Se fue, y no de cualquier manera: enfrentándose al tótem. El programa aborda de una forma fresca y ligera los asuntos más importantes de la actualidad rosa, la sociedad y la política, con tertulias y secciones en las que Ion aporta su toque personal con el humor que ya demostró en Telecinco. ¡Un programa hecho a su medida! El espacio creció y creció y un día TVE también llamó a la puerta de Ion. Todo un reto, sin duda: lo querían como presentador de un espacio de entretenimiento llamado El cazador. Me cuentan que se lo tuvo que pensar, pero que aquella zozobra duró poco. Mira que el ente público puede ser un caramelo envenenado, pero él ya venía curtido

Le hablaron de cómo sería aquello: estaría en las tardes, también, qué cosas, plantándole cara a Sálvame. Siempre Sálvame, ese sino. Él sabía que TVE andaba como anda ahora: tocada, muy tocada en audiencia. Pero El cazador lo enamoró, el formato. Justo después de Servir y proteger y de Acacias 38, iría él. En una tarde donde no cabía el entretenimiento. Esos por delante, y por detrás España directo y Aquí la tierra. Mira que el entretenimiento, si no eres Sálvame, es jodido, complicado, que se lo digan a Antena 3 que se las está viendo y deseando con Ahora caigo, que sí, no para de caer en audiencia. 

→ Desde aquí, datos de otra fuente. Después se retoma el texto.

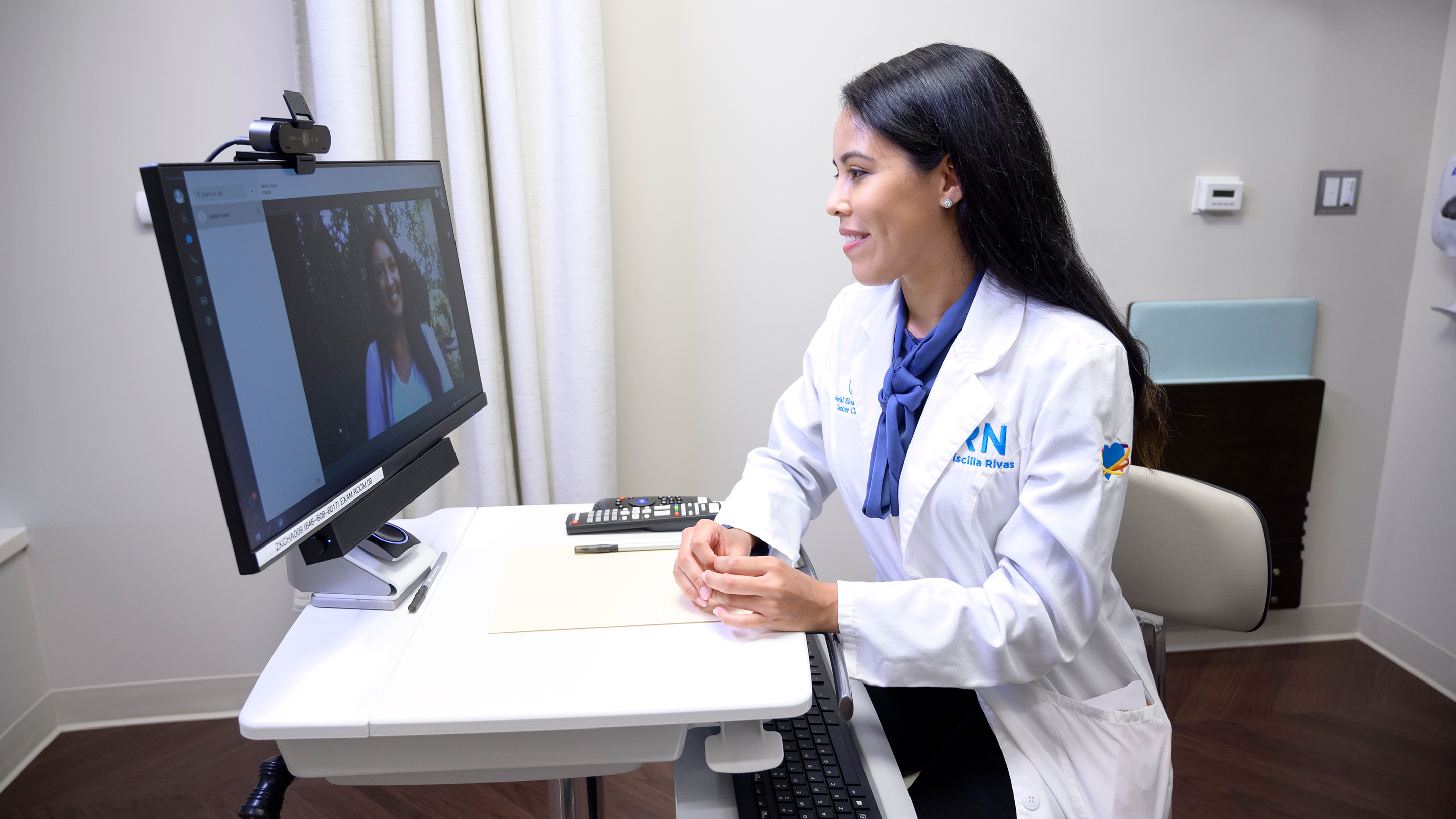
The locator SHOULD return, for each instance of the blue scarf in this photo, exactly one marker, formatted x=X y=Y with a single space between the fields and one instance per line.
x=914 y=368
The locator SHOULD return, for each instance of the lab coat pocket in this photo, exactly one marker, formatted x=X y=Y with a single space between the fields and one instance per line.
x=1120 y=763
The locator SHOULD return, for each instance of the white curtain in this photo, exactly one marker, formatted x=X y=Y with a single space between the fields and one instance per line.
x=510 y=97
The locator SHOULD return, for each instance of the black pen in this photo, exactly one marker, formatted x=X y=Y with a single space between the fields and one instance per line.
x=606 y=549
x=430 y=579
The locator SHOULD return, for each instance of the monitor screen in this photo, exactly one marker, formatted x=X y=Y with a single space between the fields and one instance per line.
x=325 y=324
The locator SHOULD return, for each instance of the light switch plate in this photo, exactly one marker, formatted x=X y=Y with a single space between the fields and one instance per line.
x=1339 y=193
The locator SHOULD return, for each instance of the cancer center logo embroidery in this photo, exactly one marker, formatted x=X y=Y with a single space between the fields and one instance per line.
x=1114 y=460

Y llegó el día del estreno, y otro, y otro. E Ion ha conseguido su sitio en las tardes de TVE. La audiencia lo quiere, lo respalda. Ahí están las audiencias: 8,2 (708.000 espectadores), 7,8 (685.000), 8 (683.000), 8,7 (758.000). Estas son solo unas cuantas muestras, hay más. Tal y como está la media de share en el ente público, el éxito es innegable. No ha sido nada fácil, por supuesto que no, y más viniendo de un chico que no tenía ni padrino ni un bagaje detrás. Para que me entiendan, no era ni un Arturo Valls (45) ni un Jesús Vázquez (55). Y, con los respetos debidos a estos profesionales, ha demostrado que los supera y que no le hace falta ser ellos. 

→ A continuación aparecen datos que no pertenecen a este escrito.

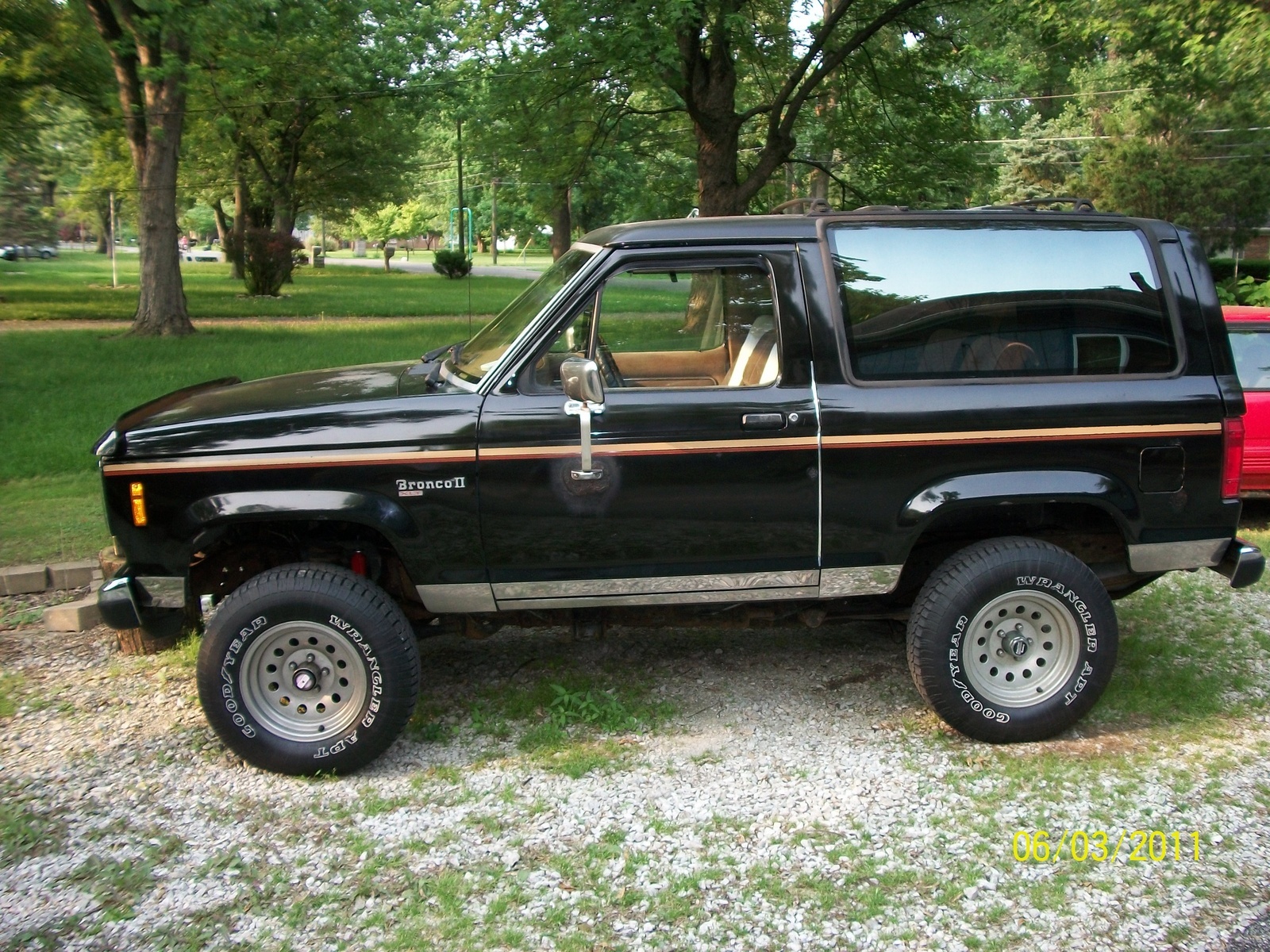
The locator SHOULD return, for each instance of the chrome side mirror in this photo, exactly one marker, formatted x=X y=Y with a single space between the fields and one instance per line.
x=582 y=382
x=586 y=393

Me cuenta una persona que trabaja cerca de Ion que es un tipo encantador, simpático, que ayuda siempre a los demás y que trabaja como un jabato. De esa gente que no tiene enemigos, al menos públicos. Y mira que en una conversación privada es muy fácil rajar y relajarse, ni con esas. Todo son maravillas para Aramendi. Me quedo, para cerrar, con unas bonitas palabras que Paz Padilla (50) dijo de su marido en Sábado Deluxe: cuando todo el mundo dice que eres buena persona, es que lo eres. Suerte, compañero. Ojalá que TVE no te deje escapar.